姜至頓了下,莫名于祁鶴突然問她這個,她堅定的搖頭:“沒有偷吃。”
“你不讓我吃,我不會吃的。”
盡管她那么喜歡,那么渴望,那么饞它
奶油的香甜。
祁鶴看向她,沒說話,總像是在懷疑她,姜至心尖鉆了下,急躁又委屈,不知該如何自證,只能說:“小至很聽你的話的。”
“嗯,我知道。”祁鶴對她這句話表示贊同,他低低道:“乖孩子。”
“在牙科診所,你差點把我的手掐出血。”
祁鶴記得,那天做治療時,他進去陪她,明明兩天前才教她要學會獨立,到診所前卻在哭,問她能不能做完了治療再獨立。

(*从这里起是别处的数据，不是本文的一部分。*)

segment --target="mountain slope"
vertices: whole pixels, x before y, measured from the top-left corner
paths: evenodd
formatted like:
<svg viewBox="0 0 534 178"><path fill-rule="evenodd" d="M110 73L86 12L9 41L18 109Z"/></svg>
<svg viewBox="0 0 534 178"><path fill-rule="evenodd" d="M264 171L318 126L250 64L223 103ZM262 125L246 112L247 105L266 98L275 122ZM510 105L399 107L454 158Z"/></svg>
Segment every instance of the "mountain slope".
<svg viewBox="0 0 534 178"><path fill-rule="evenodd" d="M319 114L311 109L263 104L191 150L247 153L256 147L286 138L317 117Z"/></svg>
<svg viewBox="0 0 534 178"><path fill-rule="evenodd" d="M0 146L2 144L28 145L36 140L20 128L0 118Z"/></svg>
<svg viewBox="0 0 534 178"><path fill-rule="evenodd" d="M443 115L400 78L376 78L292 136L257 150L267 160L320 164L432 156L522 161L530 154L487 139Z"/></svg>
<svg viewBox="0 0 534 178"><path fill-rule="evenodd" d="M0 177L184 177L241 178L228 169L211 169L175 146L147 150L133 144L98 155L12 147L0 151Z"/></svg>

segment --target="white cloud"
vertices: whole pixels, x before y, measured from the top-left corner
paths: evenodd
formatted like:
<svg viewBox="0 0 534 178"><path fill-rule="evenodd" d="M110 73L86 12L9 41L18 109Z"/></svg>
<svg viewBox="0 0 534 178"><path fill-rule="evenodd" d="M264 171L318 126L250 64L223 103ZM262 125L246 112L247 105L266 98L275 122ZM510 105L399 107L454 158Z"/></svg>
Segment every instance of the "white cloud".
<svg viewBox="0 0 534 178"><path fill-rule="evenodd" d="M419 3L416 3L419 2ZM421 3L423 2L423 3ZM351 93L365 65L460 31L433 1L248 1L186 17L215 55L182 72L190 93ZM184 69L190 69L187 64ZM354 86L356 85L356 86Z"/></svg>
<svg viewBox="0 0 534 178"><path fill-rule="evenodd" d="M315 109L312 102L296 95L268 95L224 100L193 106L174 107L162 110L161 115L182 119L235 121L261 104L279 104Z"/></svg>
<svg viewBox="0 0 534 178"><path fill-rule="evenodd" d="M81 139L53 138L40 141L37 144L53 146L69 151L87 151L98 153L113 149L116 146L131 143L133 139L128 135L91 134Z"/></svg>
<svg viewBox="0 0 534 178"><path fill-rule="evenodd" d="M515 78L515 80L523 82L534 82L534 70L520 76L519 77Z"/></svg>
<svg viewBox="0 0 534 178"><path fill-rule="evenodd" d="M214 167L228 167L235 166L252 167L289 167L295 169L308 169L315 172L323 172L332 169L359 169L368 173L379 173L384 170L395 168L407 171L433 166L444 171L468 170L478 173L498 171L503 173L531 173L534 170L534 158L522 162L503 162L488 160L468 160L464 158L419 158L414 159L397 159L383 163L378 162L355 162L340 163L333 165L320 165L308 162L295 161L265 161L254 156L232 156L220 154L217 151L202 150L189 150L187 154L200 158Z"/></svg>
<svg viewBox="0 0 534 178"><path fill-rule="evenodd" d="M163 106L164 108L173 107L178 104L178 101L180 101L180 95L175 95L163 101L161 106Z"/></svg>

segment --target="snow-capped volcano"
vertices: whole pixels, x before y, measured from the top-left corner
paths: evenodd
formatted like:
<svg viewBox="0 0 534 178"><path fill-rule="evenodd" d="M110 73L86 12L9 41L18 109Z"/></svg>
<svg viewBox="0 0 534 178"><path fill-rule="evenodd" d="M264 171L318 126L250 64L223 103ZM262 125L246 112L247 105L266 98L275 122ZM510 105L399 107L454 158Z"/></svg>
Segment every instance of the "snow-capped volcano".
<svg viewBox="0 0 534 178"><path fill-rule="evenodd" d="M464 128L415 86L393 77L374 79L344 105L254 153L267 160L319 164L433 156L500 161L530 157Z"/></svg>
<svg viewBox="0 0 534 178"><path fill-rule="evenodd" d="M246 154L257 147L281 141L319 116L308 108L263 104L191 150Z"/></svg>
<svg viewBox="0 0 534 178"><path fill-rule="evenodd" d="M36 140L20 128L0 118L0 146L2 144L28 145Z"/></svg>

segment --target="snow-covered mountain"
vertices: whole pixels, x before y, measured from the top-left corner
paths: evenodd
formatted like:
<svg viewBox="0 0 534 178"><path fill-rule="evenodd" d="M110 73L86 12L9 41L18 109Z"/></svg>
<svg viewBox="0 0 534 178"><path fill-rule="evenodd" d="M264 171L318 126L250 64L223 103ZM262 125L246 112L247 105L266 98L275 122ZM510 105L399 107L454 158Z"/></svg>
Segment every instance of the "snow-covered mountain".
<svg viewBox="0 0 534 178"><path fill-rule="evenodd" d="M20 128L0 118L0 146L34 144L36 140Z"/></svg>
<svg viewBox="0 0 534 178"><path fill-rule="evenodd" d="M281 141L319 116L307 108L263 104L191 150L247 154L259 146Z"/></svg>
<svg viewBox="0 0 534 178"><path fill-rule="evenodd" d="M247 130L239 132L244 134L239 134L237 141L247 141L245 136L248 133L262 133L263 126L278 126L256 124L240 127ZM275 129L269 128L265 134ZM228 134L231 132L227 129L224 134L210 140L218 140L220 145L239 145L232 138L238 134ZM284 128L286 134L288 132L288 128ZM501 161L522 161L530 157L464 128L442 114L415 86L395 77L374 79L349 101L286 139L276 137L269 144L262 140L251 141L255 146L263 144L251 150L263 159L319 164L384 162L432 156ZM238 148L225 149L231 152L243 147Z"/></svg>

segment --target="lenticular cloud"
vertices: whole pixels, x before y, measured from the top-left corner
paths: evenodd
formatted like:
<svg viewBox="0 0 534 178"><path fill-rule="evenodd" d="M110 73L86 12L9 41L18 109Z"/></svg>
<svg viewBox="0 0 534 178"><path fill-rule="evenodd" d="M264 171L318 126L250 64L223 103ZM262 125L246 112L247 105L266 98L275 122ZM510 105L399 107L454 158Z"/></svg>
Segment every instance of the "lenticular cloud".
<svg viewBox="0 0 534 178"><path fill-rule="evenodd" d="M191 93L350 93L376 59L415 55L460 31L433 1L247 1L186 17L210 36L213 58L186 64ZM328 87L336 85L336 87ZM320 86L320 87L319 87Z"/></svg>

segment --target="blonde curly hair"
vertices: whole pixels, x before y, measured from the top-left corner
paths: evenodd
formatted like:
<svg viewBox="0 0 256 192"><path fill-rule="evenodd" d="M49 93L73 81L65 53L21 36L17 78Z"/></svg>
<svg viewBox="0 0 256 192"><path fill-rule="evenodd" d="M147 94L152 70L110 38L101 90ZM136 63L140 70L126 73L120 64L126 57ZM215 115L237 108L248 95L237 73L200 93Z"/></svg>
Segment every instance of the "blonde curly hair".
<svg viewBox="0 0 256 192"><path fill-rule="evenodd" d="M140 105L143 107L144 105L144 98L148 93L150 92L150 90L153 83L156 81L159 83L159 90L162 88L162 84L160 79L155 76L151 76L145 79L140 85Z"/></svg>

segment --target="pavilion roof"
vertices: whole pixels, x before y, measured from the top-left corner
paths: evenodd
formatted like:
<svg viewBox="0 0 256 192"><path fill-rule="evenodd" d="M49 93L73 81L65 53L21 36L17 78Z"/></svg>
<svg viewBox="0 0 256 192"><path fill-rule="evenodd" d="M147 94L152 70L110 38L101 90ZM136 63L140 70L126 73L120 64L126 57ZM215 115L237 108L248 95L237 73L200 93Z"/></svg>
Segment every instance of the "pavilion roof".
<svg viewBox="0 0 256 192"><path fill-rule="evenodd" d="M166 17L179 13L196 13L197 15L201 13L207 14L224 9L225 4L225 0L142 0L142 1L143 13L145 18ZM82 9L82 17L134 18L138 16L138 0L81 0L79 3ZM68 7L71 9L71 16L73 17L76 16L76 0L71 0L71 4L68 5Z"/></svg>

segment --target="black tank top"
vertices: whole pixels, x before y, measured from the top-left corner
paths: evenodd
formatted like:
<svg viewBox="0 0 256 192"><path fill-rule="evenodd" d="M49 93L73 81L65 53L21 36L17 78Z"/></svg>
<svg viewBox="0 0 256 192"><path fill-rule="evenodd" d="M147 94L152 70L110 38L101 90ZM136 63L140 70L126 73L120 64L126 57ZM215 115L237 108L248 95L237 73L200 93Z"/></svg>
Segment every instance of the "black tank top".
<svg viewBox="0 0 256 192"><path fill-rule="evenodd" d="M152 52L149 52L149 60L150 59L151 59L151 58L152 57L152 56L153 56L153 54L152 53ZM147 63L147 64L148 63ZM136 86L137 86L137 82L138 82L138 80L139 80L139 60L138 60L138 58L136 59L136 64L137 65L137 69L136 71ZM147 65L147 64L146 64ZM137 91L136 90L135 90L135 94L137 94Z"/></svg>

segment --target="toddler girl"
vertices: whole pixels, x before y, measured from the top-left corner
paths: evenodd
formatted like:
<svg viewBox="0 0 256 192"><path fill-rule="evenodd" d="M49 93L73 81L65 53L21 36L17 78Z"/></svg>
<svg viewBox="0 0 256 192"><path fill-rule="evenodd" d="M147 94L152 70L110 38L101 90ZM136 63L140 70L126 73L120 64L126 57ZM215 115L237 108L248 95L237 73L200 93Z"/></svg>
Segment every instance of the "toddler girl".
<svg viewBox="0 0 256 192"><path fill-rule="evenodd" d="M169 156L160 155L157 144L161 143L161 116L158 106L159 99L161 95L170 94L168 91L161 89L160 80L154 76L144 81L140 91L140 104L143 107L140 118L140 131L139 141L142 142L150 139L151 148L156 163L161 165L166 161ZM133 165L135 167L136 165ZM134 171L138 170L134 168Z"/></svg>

十五歲了也還是孩子,祁鶴于是陪她進去,打麻藥的時候,她就已經疼的眼淚在眼眶里打轉。
她掐著祁鶴的手,快掐出血了祁鶴也沒有阻止她,出來之后,她撲進他的懷里哭。
真的很痛,是那種打了麻藥后也能感受到的所謂受力感,祁鶴輕輕拍了拍她的背,然后問她:“現在是不是知道,甜食不能再吃”
姜至哭著點頭。
知道了,真的知道了,她以后肯定少吃,甚至不吃。
祁鶴:“我們小至是很聽話,我很滿意。”
姜至這下真的確定祁鶴不清醒了。
嚴厲的祁先生很少當她的面說這樣贊譽的話,這會讓她缺少一些謙遜
姜至把水杯往他嘴邊遞,她輕聲說:“吃藥。”
祁鶴哪怕不清醒,也很少接受別人給的東西,不過他知道這是姜至,于是他把藥丸送到嘴邊。
他咽下去,就著清涼的水。
祁鶴吃完藥之后,坐在沙發上,呼吸聲逐漸平穩起來。
他睡著了。
姜至不放心,她想起過敏后可能會有的反應,比如最嚴重的一類是休克,她害怕祁鶴會有那樣的萬一。
于是姜至在房間里守著他。
一整晚她都在旁邊坐著,困得腦袋直往下打垂也撐著沒睡,凌晨三點多,她看到祁鶴脖子上的紅色淡去,才稍稍的松口氣。
像這樣的黑夜,姜至其實很害怕獨處,不過有祁鶴在,他身上的味道就像一塊柔軟的毯子,緊緊包裹著她,會把她的恐懼也一起包起來,于是她整顆心都安落,那種生病后強烈的不安和窒息感才能稍稍緩解。
姜至也窩在角落睡著了。
祁鶴有潔癖,她當然不敢睡他的床,原本屬于她的沙發也被祁鶴占據,于是姜至只能在椅子一角,用手臂枕著腦袋,像只剛被撿回來的流浪貓。
她醒的時候天邊還沒亮。
房間里很黑,唯一的一盞落地燈也被關掉,她從黑暗里站起來,往唯一的光源那邊走。
浴室是唯一的光源。
依靠著窗外一點點的天光,姜至看到床上并沒有人,她往前走了幾步,離浴室越近,然后,她聽到一聲很低,很有磁性,很好聽的聲音,像是極度的舒爽過后發出的喘息聲。
在片刻的停頓后,這聲音揚起,最后輕輕落下。
如果聲音能讓人的耳朵懷孕
那這無疑是罪魁禍首。
這聲音是
姜至在兩秒后反應過來,她愣在原地,轉身要離開,還沒來得及轉過去,浴室門突然打開。
于是她和那雙黑色的眼睛撞了個正著。